Le 25 mars dernier, un nouveau scandale a éclaté après la découverte de 29 millions de vaccins dans une usine de la banlieue de Rome. Les enquêteurs avaient été dépêchés par Bruxelles à la demande du Commissaire européen, Thierry Breton qui souhaitait faire la lumière sur la quantité de doses réellement produites par AstraZeneca, soupçonné de privilégier le marché britannique.

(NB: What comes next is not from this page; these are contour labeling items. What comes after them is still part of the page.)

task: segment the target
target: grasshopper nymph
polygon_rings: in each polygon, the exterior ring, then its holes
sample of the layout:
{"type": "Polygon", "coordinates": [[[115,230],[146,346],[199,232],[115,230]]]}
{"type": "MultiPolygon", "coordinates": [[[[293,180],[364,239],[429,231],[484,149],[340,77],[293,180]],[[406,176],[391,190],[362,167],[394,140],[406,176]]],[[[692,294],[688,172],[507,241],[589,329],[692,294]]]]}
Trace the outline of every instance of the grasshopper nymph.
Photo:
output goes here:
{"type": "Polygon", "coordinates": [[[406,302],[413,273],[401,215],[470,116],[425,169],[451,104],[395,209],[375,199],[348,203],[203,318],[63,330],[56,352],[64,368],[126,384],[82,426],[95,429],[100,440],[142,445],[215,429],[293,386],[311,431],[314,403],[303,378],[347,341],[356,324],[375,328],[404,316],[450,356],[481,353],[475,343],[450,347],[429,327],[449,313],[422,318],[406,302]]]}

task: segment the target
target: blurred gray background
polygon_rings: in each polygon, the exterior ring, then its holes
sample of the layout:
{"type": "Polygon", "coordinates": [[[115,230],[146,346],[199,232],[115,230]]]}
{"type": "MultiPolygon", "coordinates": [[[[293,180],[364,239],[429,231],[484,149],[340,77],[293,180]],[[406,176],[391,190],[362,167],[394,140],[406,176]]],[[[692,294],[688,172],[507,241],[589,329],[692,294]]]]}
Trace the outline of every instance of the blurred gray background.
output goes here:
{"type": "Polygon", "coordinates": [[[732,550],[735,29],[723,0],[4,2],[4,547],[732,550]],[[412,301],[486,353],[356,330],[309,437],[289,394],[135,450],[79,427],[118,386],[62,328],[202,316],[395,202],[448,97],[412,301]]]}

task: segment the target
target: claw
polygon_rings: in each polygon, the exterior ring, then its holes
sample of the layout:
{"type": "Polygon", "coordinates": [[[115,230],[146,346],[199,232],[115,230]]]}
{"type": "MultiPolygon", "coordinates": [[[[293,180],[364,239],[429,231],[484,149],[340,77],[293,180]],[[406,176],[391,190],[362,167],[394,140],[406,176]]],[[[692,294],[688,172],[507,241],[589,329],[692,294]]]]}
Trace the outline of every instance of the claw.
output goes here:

Cette confiance brisée a mené l’UE à prendre la décision de ne pas activer l’option du contrat qui lui aurait permis d’acheter 100 millions de doses d’AstraZeneca supplémentaires. Dans l’action au civil intentée par Bruxelles envers le laboratoire, les 27 « devraient demander soit la résiliation du contrat pour non-exécution, avec des dommages et intérêts, soit l’exécution du contrat [les livraisons], ce qui est peu probable », estimait la semaine dernière l’avocat belge; Arnaud Jansen. AstraZeneca promet de son côté de « fermement se défendre ». Le groupe pharmaceutique dit avoir « complètement respecté » le contrat noué avec l’UE et espère avoir « l’occasion de régler ce différend le plus tôt possible ».
Un tel différend entre Bruxelles et AstraZeneca pourrait définitivement enterrer la confiance européenne envers le vaccin suédo-britannique. En France, la Haute autorité de santé a jugé le vaccin non suffisamment efficace face aux variants du Covid et a restreint son utilisation sur les moins de 55 ans. Ce mardi, « Le Monde » rapportait encore que le Danemark et la Norvège cherchaient à se débarrasser de leurs doses restantes.